Told what Broyles made, Pittman was stunned. All he could think was that Broyles is responsible for what UA coaches are paid today.

“What I know is that they don’t put a statue in front of a building named for you unless you earned it,” Pittman said. “What a great person, what a great leader. I was around him briefly a couple of times as an assistant coach here (from 2013-15). Oh, what a great aura you got from him.”

Connors interviewed Barry Switzer, then a Broyles assistant, to learn some of the inner workings of the UA practices and game management. Switzer explained that detailed execution was the Broyles key. Simplicity was a strength, but technique was always perfect.

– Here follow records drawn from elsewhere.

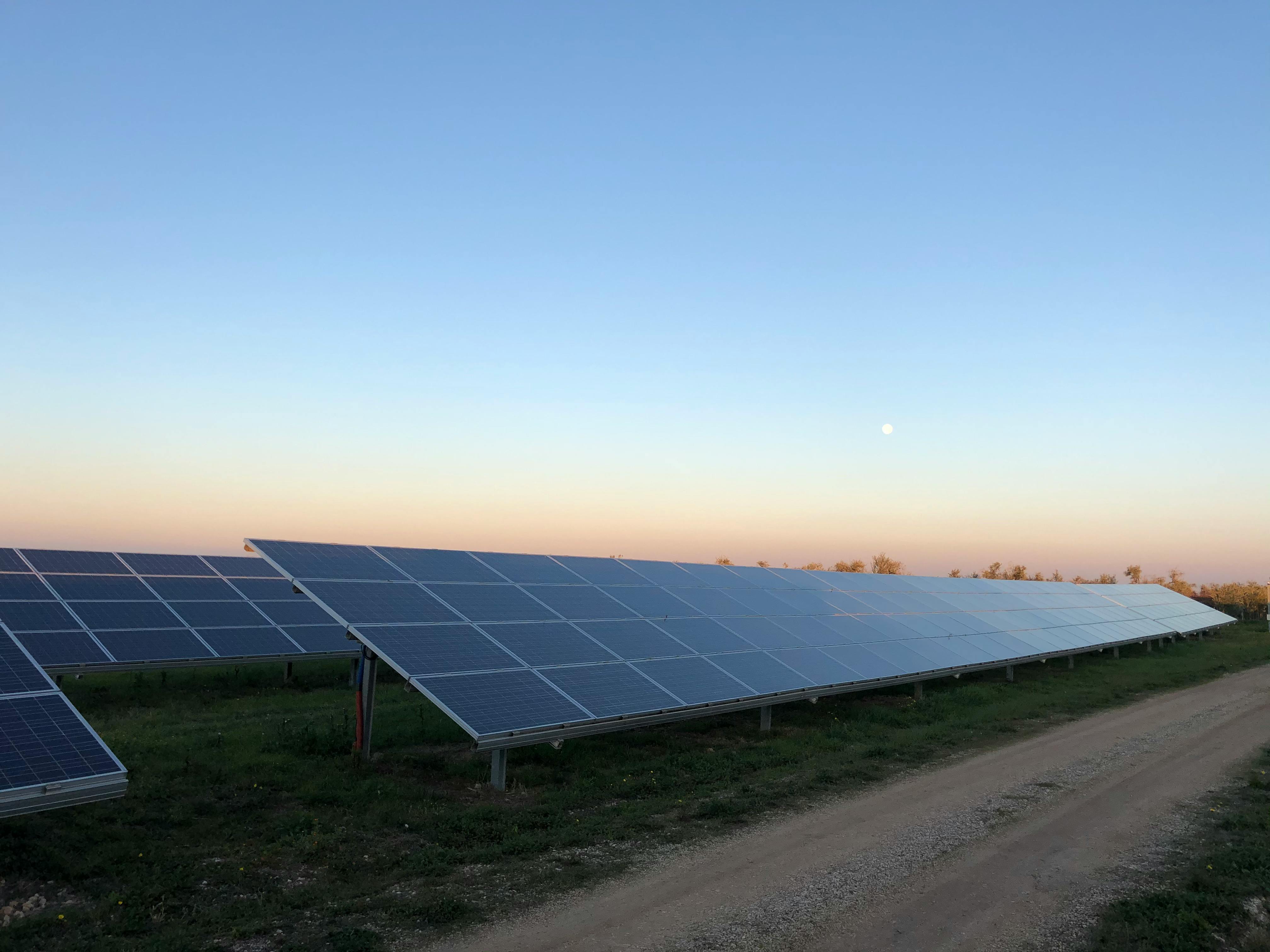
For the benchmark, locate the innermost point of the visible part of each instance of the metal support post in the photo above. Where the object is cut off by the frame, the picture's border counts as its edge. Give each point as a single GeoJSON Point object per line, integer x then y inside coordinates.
{"type": "Point", "coordinates": [369, 676]}
{"type": "Point", "coordinates": [498, 768]}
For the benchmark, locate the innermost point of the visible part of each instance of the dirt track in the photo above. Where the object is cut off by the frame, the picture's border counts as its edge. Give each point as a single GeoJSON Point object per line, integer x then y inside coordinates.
{"type": "Point", "coordinates": [987, 852]}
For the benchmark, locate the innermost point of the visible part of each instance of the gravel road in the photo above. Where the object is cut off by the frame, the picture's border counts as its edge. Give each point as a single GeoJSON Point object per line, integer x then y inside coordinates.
{"type": "Point", "coordinates": [1010, 850]}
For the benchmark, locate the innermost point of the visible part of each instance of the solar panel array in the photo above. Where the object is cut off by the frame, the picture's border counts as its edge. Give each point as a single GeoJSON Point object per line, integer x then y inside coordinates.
{"type": "Point", "coordinates": [1179, 612]}
{"type": "Point", "coordinates": [49, 755]}
{"type": "Point", "coordinates": [81, 611]}
{"type": "Point", "coordinates": [525, 648]}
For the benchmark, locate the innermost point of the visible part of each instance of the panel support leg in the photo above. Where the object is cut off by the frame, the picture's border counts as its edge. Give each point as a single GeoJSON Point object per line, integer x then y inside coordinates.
{"type": "Point", "coordinates": [369, 677]}
{"type": "Point", "coordinates": [498, 770]}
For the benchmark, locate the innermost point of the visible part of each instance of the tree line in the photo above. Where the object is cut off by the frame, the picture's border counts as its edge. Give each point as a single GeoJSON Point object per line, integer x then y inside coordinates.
{"type": "Point", "coordinates": [1249, 598]}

Broyles felt pride after a 31-0 victory over Rice when the opposing coach shook his hand and told him, “You beat us with four plays. That’s all you ran today.”

“That was a compliment to our execution,” Broyles said.

Pittman said the game has changed with more complexity, “but it still comes down to execution. There is just so much more detail schematically today.”

The other major difference between 1965 and now is the size of the players. The Hogs won with small, quick players in 1959-62, but began to get bigger linemen and backs to set up the string of 22 straight victories. Tackle Glen Ray Hines was massive at 6-7, 260 for the championship Arkansas teams in 1964-65, but would be small today.

Jim Lindsey and Harry Jones, the wingbacks on the 1965 team who both played in the NFL, were 200-pounders with great speed and quickness. They were bigger than the linemen who won for Broyles five seasons earlier.

Under Broyles, the Hogs evolved from light and quick to big and quick — and that was in the lines and the backfield.

“We would not play a big man who could not move,” Broyles told Connors.

Bingo, said Pittman, the former offensive line coach who wants massive players as a head coach, but will not play anyone who can’t move.

“Quickness is so important,” Pittman said. “It’s 100% true today. You have to be able to move your feet. I want our team to get bigger, but not without maintaining quickness.”

In Connors’ 1965 series, Broyles said he was wrong for some of his decisions in his early years at Arkansas. Among his notable poor judgments:

If he had a chance to coach Lance Alworth again, he would have played him at quarterback so the ball could be in his hands more.

After losing the first six games in his first season at Arkansas, Broyles thought he would be unemployed soon. Watching a much bigger Texas A&M team warm up in game seven with line coach Dixie White, Broyles said, “I was so worried about A&M’s size that I wondered if we could ever win enough to hold our jobs. Dixie said, ‘I’m afraid not.’” The Hogs won that day and three more to end the season and they were soon dominating the Southwest Conference.

Broyles resisted when defensive coordinator Jim Mackenzie wanted to move to the press box after the victory over Texas in 1964. Mackenzie talked his way off the sideline and into the booth. The Hogs shut out their final five opponents in the regular season.

Coaches thought Arkansas won on defensive scheme, but Broyles said they were wrong. Pointing to different systems at Georgia Tech and Alabama. He said, “Tech, Alabama and Arkansas do it with different defensive systems, but they play the same way. They use quickness to swarm the ball.”

There was some Bear Bryant in the Arkansas schemes. That was because Broyles hired Jerry Claiborne from Bryant’s Texas A&M staff to coordinate his Missouri defense. Claiborne insisted that Mackenzie should be hired from Blinn Junior College in Bryan, Texas — the best package deal ever, wrote Connors.

How big? Connors wrote it was the “biggest bonus since a theatrical agent discovered George Burns was not as funny as his wife.”